Monday, May 09, 2005

'The Cold War' For Dummies

A quick op-ed from TIA's recurring guest columnist, and noted relief pitcher, Mssr. Jonnybutter (ed note: this is an updated version of jonny's post, as I mistakenly published the first draft):

A central insight of Harry Frankfurt's essay 'On Bullshit' is that the bullshitter is dangerous in a way different from the liar because the liar, as such, must at least know what the truth is, whereas the bullshitter needn't know or even care. To rephrase Nadezhda , perception may be reality, but facts aren't even facts. Bush the Lesser has bewitched his critics by simply keeping them guessing - is he stupid? ignorant? visionary? It's an innovation Bush will be remembered for: the strategic seasickness of the first thoroughly post modernist presidency. He will literally say anything. (What are 'words' anyway? Just sounds arranged into patterns, really.) However much you credit all the Trotskiana/Straussissimo intellectual pretentions of this gang, Bush himself really is a cipher, and in a more complete way than any other modern, including Saint Ronnie. Welcome to the Peter Principle Stage of empire.

George and the Beanstalk, Chapter Umpteen

What did Bush get for his oblivious, ahistorical, pointless, straight-out-of-1950s-Reader's Digest smear of FDR and Churchill on Saturday?

Bush said the agreement in 1945 at Yalta among President Franklin D. Roosevelt, Soviet leader Josef Stalin and British Prime Minister Winston Churchill ''followed in the unjust tradition of Munich and the Molotov-Ribbentrop pact."
What did he get in return for his mock-profound revision?

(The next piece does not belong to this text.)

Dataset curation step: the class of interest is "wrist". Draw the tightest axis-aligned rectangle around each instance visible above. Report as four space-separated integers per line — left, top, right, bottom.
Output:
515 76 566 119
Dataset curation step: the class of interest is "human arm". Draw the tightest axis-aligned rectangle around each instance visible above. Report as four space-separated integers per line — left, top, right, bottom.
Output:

For (yet again) rhetorically cracking America's united face to the world? For attempting to make the world itself 'partisan'? 1.) A little red meat for his freeper/neocon constituency; 2.) A little self-aggrandizing Reagan identification; 3.) The appearance (and it could be more than that) of supporting democracy in Belarus and standing up to Putin (however contingent on what kind of government would eventually be elected there); and 4.) A chance to bolster some of the few remaining members of his 'coalition of the willing' (Belarus, Georgia and Latvia, who've 'collectively' contributed a full 280 soldiers to the fight). Such a deal.

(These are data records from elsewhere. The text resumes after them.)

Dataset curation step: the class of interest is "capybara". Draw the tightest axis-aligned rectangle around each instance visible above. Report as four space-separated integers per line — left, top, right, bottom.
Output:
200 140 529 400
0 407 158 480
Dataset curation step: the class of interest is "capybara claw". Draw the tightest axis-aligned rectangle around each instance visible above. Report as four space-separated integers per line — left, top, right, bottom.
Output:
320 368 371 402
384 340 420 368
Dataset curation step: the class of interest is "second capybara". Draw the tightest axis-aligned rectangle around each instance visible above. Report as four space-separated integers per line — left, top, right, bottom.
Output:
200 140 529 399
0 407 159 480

We can never know what young Dubya would've done in FDR's place - with Poland already fully occupied by the Soviets, with a 12 million man Red Army in Europe, and the Russians already in the suburbs of Berlin; not to mention the unfinished war in the Pacific. Perhaps he would've looked into Stalin's eyes, and found a good soul.

It's very sad that, likely, few take what the American president says very seriously anymore. But for all that, one's also thankful for it, at least in the present case.